“Congress shall make no law … abridging the freedom of speech.”
— First Amendment to the U.S. Constitution
Here is a pop quiz: If the states ratified an amendment to the Constitution repealing the First Amendment, would we still enjoy the freedom of speech? That depends on which value prevails: Are our rights only what lawmakers have written down, or are they personal attributes immune from governmental reach?
When James Madison was crafting the First Amendment, he insisted that the word “the” precede “freedom of speech” in order to manifest the Framers’ belief that the freedom of speech preexisted the government. The First Amendment is a negative right. It doesn’t grant the freedom of speech. It negates Congress from abridging it.
What is a right, and where does it come from? A right is an indefeasible personal claim against the whole world. It does not require a government permission slip or any precondition or community consensus — only the ability to reason. It belongs to every human by virtue of our existence.
Privileges — like voting in a government election or driving an automobile on a government roadway — come from the government. Rights come from our humanity.
If you accept the existence of the natural law — a body of unchanging moral principles universally knowable by the exercise of reason — you accept that natural rights are ours to exercise whether the government is expressly prohibited from interfering with them or not.
Thus, under the natural law, murder would still be wrong and unlawful, even if the government were to permit itself and others to kill, as, of course, governments do.
Under the natural law, the answer to our pop quiz is that because the freedom of speech is a natural human right, it exists and is immune from governmental interference whether the prohibition on interference is written down or not.
Is natural law in the Constitution?

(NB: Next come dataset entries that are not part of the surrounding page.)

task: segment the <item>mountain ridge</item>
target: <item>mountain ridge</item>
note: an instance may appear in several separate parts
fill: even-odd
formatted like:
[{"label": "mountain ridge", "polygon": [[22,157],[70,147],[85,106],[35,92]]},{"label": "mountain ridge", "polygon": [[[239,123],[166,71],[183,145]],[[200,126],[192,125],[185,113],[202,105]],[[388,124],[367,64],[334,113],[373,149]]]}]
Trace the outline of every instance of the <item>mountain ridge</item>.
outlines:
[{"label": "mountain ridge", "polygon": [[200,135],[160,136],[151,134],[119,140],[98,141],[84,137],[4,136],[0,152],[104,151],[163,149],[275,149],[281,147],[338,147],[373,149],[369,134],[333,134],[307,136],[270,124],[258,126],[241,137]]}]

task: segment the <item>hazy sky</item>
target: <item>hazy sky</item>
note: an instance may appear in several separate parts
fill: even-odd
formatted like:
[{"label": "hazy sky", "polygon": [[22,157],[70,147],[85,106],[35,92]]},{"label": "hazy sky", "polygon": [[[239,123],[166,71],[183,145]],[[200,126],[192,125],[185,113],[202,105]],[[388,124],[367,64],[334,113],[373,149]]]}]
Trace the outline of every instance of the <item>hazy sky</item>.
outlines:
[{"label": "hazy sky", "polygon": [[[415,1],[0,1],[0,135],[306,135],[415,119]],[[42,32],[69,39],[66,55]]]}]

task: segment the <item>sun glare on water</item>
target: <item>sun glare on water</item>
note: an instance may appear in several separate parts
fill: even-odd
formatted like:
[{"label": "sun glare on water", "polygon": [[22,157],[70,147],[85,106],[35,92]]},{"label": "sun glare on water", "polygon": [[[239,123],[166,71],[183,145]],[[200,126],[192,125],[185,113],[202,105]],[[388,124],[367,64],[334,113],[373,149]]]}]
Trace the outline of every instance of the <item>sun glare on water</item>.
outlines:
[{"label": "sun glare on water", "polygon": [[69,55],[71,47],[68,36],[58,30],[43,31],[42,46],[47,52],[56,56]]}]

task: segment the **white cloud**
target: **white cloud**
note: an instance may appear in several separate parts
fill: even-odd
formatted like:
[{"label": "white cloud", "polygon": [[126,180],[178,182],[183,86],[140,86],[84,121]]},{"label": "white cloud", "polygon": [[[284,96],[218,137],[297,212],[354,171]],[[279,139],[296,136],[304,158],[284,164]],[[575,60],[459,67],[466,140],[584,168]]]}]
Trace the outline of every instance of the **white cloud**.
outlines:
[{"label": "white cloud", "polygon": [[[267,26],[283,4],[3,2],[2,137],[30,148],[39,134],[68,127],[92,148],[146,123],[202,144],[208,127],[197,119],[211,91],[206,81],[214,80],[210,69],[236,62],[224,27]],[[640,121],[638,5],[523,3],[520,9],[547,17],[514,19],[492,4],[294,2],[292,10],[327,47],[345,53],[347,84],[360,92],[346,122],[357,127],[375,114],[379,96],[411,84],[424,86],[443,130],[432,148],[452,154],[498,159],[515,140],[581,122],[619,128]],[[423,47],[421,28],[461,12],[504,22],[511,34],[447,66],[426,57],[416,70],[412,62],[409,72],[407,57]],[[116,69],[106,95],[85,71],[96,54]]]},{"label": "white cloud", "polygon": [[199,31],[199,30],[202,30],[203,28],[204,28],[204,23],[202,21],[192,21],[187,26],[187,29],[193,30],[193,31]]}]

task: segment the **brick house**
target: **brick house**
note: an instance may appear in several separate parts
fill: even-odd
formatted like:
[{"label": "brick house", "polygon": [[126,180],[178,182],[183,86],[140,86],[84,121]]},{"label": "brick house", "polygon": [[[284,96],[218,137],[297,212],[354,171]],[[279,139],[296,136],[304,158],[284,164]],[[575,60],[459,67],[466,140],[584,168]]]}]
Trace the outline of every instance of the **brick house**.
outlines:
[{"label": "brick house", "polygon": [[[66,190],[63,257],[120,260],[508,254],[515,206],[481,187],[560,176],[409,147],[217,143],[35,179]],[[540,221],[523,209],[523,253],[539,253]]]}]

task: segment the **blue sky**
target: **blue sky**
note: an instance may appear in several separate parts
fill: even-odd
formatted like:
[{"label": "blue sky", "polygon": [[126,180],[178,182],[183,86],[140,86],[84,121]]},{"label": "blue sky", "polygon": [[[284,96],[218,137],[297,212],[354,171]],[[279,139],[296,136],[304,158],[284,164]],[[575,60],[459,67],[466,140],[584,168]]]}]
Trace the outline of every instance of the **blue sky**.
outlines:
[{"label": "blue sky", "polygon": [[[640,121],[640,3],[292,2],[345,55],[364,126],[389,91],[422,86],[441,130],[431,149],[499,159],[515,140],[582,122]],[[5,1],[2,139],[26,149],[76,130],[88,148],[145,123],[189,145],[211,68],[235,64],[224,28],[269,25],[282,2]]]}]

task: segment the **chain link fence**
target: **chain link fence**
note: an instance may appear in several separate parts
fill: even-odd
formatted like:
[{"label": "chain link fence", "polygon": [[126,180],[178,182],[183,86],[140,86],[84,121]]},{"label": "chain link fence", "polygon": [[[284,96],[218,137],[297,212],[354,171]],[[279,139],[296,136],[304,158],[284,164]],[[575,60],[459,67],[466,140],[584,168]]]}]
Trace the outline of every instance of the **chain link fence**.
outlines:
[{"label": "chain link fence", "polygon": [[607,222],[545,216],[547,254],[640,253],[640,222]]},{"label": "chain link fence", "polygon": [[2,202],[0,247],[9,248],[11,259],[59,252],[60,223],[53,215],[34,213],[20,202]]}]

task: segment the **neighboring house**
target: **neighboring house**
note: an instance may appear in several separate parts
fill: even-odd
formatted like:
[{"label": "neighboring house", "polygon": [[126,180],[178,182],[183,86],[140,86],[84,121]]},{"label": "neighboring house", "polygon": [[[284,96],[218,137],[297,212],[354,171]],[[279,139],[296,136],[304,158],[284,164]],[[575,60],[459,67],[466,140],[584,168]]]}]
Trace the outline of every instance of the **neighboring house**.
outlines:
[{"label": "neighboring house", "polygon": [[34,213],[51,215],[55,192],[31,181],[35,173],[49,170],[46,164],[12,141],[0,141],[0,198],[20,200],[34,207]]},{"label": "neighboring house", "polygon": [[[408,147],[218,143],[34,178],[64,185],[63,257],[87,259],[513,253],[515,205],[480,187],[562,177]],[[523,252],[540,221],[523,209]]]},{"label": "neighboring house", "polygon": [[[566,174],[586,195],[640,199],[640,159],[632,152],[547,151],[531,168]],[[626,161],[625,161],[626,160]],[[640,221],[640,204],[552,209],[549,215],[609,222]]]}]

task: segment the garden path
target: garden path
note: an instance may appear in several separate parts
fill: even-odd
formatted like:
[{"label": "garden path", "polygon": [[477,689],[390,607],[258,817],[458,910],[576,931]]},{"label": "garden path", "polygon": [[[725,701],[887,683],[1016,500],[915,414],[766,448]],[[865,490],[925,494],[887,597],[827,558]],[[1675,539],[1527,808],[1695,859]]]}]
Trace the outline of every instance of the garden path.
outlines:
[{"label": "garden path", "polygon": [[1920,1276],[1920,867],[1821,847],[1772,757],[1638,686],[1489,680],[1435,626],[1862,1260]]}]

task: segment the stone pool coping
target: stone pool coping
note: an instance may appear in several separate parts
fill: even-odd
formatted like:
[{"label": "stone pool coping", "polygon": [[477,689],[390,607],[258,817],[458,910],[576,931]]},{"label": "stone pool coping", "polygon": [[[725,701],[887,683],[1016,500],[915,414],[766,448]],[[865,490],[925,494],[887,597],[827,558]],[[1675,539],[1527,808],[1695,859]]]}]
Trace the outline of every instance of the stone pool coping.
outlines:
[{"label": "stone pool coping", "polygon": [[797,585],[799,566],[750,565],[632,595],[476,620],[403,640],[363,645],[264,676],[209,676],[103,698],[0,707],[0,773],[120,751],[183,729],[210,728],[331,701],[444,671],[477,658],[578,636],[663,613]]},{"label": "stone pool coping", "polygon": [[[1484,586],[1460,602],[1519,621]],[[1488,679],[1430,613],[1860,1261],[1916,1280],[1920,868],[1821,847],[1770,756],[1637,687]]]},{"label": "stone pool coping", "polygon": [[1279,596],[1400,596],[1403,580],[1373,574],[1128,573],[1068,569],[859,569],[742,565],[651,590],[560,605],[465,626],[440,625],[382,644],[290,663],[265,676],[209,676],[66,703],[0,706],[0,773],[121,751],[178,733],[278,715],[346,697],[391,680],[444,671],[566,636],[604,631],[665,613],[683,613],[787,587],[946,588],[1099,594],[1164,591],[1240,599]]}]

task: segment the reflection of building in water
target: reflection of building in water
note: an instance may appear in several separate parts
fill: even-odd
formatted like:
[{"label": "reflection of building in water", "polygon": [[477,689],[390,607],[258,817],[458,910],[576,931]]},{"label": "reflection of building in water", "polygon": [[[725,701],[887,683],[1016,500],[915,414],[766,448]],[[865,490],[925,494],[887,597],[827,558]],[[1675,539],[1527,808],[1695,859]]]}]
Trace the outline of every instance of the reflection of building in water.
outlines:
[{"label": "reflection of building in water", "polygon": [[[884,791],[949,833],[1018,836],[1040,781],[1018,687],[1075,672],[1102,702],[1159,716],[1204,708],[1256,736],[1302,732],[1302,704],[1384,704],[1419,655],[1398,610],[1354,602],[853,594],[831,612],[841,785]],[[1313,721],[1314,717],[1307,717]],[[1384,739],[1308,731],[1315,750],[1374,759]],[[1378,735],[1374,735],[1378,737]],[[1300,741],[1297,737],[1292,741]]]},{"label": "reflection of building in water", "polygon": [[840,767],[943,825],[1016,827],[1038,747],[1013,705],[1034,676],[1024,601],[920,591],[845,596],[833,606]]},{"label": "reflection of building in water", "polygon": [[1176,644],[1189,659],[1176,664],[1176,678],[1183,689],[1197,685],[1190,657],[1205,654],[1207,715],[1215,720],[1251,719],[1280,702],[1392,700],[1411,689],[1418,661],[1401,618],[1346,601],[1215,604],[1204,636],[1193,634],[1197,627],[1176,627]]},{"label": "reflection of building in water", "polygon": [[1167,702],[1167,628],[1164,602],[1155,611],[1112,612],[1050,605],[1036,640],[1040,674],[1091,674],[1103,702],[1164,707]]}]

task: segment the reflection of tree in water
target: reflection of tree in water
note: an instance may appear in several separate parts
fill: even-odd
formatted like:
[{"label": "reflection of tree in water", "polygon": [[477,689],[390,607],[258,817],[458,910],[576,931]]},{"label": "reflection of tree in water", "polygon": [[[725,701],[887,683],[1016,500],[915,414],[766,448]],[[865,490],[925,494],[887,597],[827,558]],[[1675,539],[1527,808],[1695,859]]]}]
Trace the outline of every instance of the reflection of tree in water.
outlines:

Yes. The Ninth Amendment — Madison’s crown jewel — recognizes the existence of personal human rights too numerous to articulate, and it prohibits the government from denying or disparaging them.
The opposite of natural law is positivism. It teaches that law is only that which has been written down and ratified by the law giver. Under positivism, there is no natural law restraint upon the government; right and wrong are only and always whatever the government says they are. Under positivism, the answer to our pop quiz is that the freedom of speech would be fair game for the government to abridge.
The freedom of speech — to think as you wish, to say what you think, to offer what you say — is so normal, so human, so integral to the very existence of each of us, who cares what the government thinks of it?
Yet, today, the government thinks very little of the freedom of speech, even though all in government — from the president on down to a part-time government janitor — have sworn allegiance to the Constitution. Today, even though the First Amendment only verbally addresses Congress, the freedom of speech is protected from all government infringement — whether local, state or federal; whether legislative, executive or judicial.
I offer this brief philosophical and historical discourse on the freedom of speech as background in order to address how this basic freedom is under attack today.
A series of recent events, from and after the wars in Ukraine and Gaza, have manifested government’s — and often the public’s — antipathy to free speech. Last month, in Illinois, a newspaper reporter was criminally charged with interfering with a government function because he asked a city official at a public meeting too many questions for the official’s comfort level. Last week, in Alabama, a publisher and reporter were arrested for disclosing grand jury evidence, which they lawfully possessed.
Recently in Philadelphia, a former New Jersey State Senator was kicked out of a stadium owned by the government for displaying and refusing to remove American and Israeli flags at an Eagles game. And all over American college campuses today, each side in the Israeli/Hamas PR war wants the government to silence the other side because — each claims — the speech is dangerous or untruthful.
What ever happened to the freedom of speech?
Each of these events warrants its own factual and legal analysis. But at the core of all is the dangerous view that government can interfere with speech it hates or fears. That is the opposite of the values underlying free speech. Those values — articulated in a unanimous Supreme Court decision in 1969 called Brandenburg v. Ohio — are that all innocuous speech, even speech encouraging violence or hatred, is absolutely protected. And all speech is innocuous when there is time for more speech to challenge it.
This analysis is not about speech in your living room. It is about public speech in public places. That is the speech — no matter how caustic or distasteful or provocative — that the First Amendment was written to protect. Even erroneous speech — like 2 plus 2 equals 22 — is protected. We all have the natural right to pursue happiness. And no one can be truly happy if afraid to speak his or her mind.
The government can never morally or legally interfere with speech because of its content. The government doesn’t enjoy the freedom of speech; only individuals do. The whole purpose of the First Amendment is to keep the government out of the business of speech so that individuals can decide for themselves what to say and hear.
“If all mankind minus one,” John Stuart Mill famously wrote, “were of one opinion, and only one person were of the contrary opinion, mankind would be no more justified in silencing that one person, than he, if he had the power, would be justified in silencing mankind.”
American culture once embraced this.